If you're concerned with keeping the size of the data file as small as possible, here are some suggestions:
- Write the data to a binary file (i.e. using FWRITE) instead of to a text file (i.e. using FPRINTF).
- If your data contains all integer values, convert it to or save it as a signed or unsigned integer type instead of the default double precision type MATLAB uses.
- If your data contains floating point values, but you don't need the range or resolution of the default double precision type, convert it to or save it as a single precision type.
- If your data is sufficiently sparse (i.e. there are many more zeroes than non-zeroes in your matrix), then you can use the FIND function to get the row and column indices of the non-zero values, then just save these to your file.
Here are a couple of examples to illustrate:
data = double(rand(16,2^20) <= 0.00001); %# A large but very sparse matrix
%# Writing the values as type double:
fid = fopen('data_double.dat','w'); %# Open the file
fwrite(fid,size(data),'uint32'); %# Write the matrix size (2 values)
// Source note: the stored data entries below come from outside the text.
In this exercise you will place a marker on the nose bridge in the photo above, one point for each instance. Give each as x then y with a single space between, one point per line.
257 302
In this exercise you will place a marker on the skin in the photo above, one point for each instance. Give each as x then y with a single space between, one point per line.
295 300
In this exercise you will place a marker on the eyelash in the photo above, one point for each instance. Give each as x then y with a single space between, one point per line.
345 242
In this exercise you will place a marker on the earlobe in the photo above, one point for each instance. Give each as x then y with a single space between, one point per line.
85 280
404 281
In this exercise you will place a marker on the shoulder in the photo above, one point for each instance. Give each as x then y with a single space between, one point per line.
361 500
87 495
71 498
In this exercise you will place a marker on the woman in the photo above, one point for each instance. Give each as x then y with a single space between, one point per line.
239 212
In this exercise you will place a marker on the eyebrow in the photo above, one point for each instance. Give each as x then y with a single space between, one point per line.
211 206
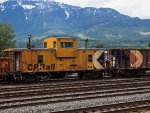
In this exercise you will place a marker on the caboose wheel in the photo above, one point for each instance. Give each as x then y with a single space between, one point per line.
17 77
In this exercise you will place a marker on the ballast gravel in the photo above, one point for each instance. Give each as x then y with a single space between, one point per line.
63 106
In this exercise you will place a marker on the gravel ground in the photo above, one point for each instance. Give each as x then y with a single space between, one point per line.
78 104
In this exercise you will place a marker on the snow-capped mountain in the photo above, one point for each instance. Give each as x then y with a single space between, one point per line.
38 16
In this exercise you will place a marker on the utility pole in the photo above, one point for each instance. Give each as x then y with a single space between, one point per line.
86 42
29 43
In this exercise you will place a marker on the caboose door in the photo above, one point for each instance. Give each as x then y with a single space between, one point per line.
17 61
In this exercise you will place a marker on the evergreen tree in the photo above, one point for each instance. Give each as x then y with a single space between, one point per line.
7 36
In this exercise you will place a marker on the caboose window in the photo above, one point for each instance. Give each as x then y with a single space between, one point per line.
67 44
40 58
54 44
45 44
89 58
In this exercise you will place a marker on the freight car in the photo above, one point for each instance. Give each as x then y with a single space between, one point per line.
60 56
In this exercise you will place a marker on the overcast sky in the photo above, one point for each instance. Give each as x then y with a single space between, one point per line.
133 8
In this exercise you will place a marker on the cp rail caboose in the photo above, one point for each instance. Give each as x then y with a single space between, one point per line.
58 57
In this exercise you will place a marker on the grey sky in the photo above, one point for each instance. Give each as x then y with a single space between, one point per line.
133 8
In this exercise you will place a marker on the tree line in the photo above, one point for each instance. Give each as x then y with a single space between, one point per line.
7 36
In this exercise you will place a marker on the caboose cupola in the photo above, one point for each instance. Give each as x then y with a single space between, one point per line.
65 47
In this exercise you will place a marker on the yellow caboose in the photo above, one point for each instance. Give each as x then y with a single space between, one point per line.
59 55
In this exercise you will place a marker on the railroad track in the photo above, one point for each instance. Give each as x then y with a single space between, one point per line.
54 94
114 108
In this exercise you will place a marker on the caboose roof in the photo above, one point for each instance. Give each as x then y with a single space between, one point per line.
26 49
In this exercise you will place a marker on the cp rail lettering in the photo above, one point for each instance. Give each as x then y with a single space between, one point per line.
41 67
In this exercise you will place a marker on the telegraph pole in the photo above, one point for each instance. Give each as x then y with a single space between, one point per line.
86 42
29 43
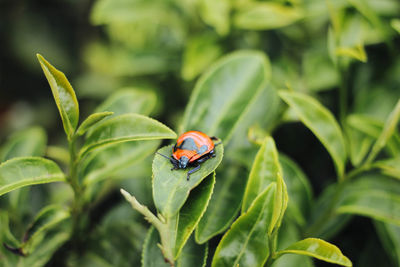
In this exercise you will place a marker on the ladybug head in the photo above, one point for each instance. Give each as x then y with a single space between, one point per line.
183 162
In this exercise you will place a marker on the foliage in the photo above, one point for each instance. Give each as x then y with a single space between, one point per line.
296 91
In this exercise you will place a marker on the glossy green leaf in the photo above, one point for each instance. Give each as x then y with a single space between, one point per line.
224 92
199 53
129 100
299 190
224 204
390 167
19 172
322 123
265 15
390 238
171 188
91 121
64 96
192 211
105 161
319 249
124 128
263 172
29 142
387 132
193 254
216 14
47 218
374 196
246 242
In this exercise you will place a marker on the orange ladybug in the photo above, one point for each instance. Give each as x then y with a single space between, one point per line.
191 149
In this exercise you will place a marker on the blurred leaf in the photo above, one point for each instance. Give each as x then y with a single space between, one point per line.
91 121
129 100
390 167
216 14
263 172
387 132
29 142
104 162
193 254
48 218
171 187
299 189
246 242
199 53
64 96
224 204
265 15
390 237
124 128
224 93
374 196
19 172
322 123
319 249
192 211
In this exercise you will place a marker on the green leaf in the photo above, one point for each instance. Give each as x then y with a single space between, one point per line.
216 14
193 254
29 142
19 172
299 190
319 249
104 162
374 196
263 172
322 123
171 188
91 121
129 100
64 96
246 242
190 214
124 128
200 52
48 218
387 132
265 15
390 238
217 103
224 204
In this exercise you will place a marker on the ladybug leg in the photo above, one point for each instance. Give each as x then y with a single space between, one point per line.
196 168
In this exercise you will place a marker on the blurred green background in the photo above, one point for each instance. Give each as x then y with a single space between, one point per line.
164 45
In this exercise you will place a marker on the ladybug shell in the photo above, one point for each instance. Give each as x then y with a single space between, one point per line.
193 145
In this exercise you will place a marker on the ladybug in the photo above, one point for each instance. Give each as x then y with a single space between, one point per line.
191 149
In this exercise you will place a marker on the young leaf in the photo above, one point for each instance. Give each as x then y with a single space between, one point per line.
217 103
47 218
124 128
387 132
19 172
319 249
224 204
106 161
129 100
190 214
26 143
322 123
263 172
171 187
91 121
265 15
246 242
64 96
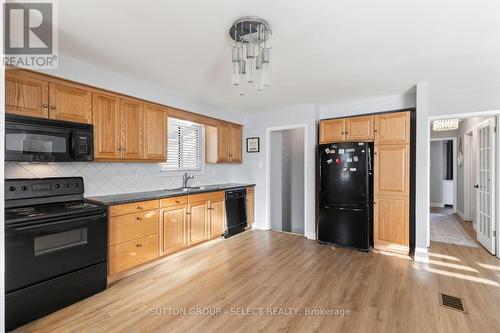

fwrite(fid,data,'double'); %# Write the data as type double
fclose(fid); %# Close the file
%# Writing the values as type uint8:
fid = fopen('data_uint8.dat','w'); %# Open the file
fwrite(fid,size(data),'uint32'); %# Write the matrix size (2 values)
fwrite(fid,data,'uint8'); %# Write the data as type uint8
fclose(fid); %# Close the file
%# Writing out only the non-zero values:
[rowIndex,columnIndex,values] = find(data); %# Get the row and column indices
%# and the non-zero values
fid = fopen('data_sparse.dat','w'); %# Open the file
fwrite(fid,numel(values),'uint32'); %# Write the length of the vectors (1 value)
fwrite(fid,rowIndex,'uint32'); %# Write the row indices
fwrite(fid,columnIndex,'uint32'); %# Write the column indices
fwrite(fid,values,'uint8'); %# Write the non-zero values
fclose(fid); %# Close the file
The files created above will differ drastically in size. The file 'data_double.dat'
will be about 131,073 KB, 'data_uint8.dat'
will be about 16,385 KB, and 'data_sparse.dat'
will be less than 2 KB.
Note that I also wrote the data\vector sizes to the files so that the data can be read back in (using FREAD) and reshaped properly. Note also that if I did not supply a 'double'
or 'uint8'
argument to FWRITE, MATLAB would be smart enough to figure out that it didn't need to use the default double precision and would only use 8 bits to write out the data values (since they are all 0 and 1).